Thursday, December 18, 2008

dream team

The Wall Street Journal ran an opinion piece earlier this week suggesting that the Guantanamo habeas attorneys are in it for the glory and how nice it would be if big firm lawyers would volunteer to help out the poor department of justice lawyers. Well the Wall Street Journal did not see fit to print my letter in response so here it is (FYI, DOJ is the department of Justice... in name only of course) :


As one of the “dream teams” (my team is particularly small however because I am a sole practitioner) referenced in your opinion piece on December 16th “Gitmo Lawyers are the latest in Radical Chic” I want to commend you for the excellent idea that the DOJ gets some assistance from competent lawyers from the outside. If the DOJ had competent lawyers on it’s side that would treat the courts as an independent branch of government rather than an irritant to be ignored… or worse yet to be lied to, perhaps we could get these cases resolved. Competent lawyers could start by giving refresher courses to the DOJ attorneys on both the court rules and the ethical rules for attorney conduct…. Including the most important rules “obey court orders” and “tell the truth.” A little friendly advice about the harm that comes to the judicial process when they deliberately insulate its lawyers from unfavorable facts would go a long way too.

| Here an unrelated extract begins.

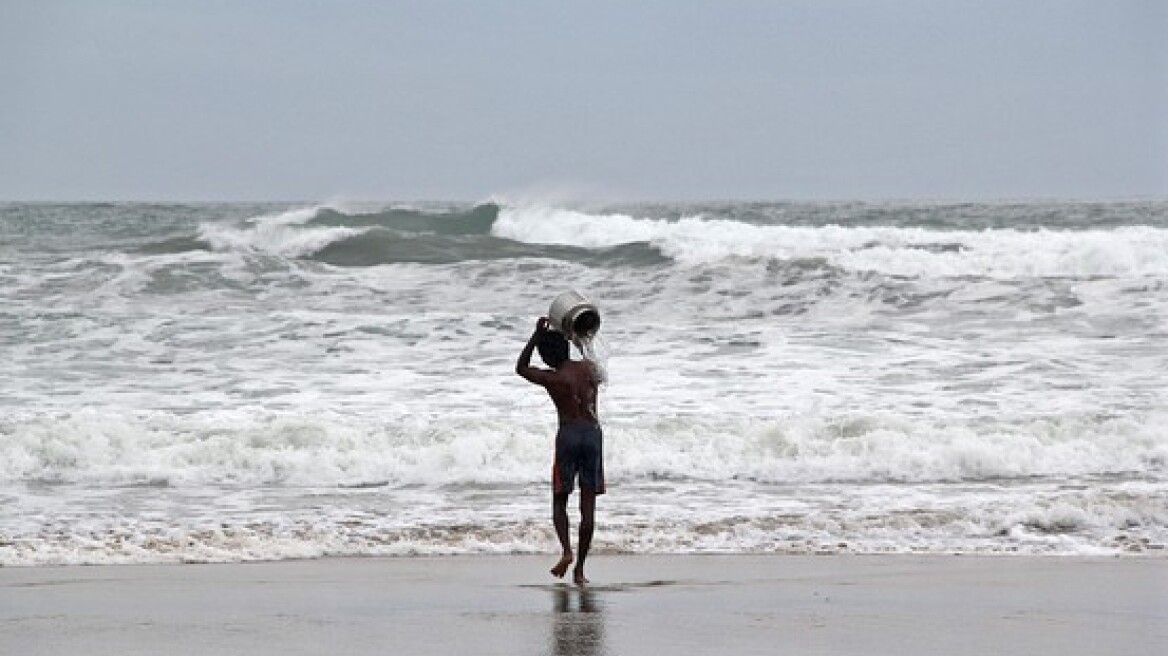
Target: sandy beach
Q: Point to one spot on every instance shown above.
(637, 605)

I have been in private practice for more than twenty-five years and I can tell you that if I conducted litigation in the same manner that these attorneys from the DOJ have I would have been sanctioned by the Judges long ago. You are absolutely right that competent representation promotes justice and any involvement to raise the quality of the government's representation in these cases would be a welcome improvement.

The Worst Place in the World

Click on the title to read Andy Worthington's discussion about the men released to their homes in Bosnia two days ago.
I was particularly angered to hear that these men who were cleared by a federal judge of any wrongdoing were still treated like the "worst of the worst" on their trip home. They were diapered and chained for the ride home... not allowed to even use the god damned toilet on the plane. Shame on us.
So now we have three men who have been released pursuant to a court order. As my friend the talking dog pointed out one fewer than the number known to have died at Guantanamo. Oops...As my other friend Almerindo (from the Guantanamo testimonial project) pointed out, five men are known to have died at Guantanamo so the number released by court order is two fewer than the number known to have died at Gitmo.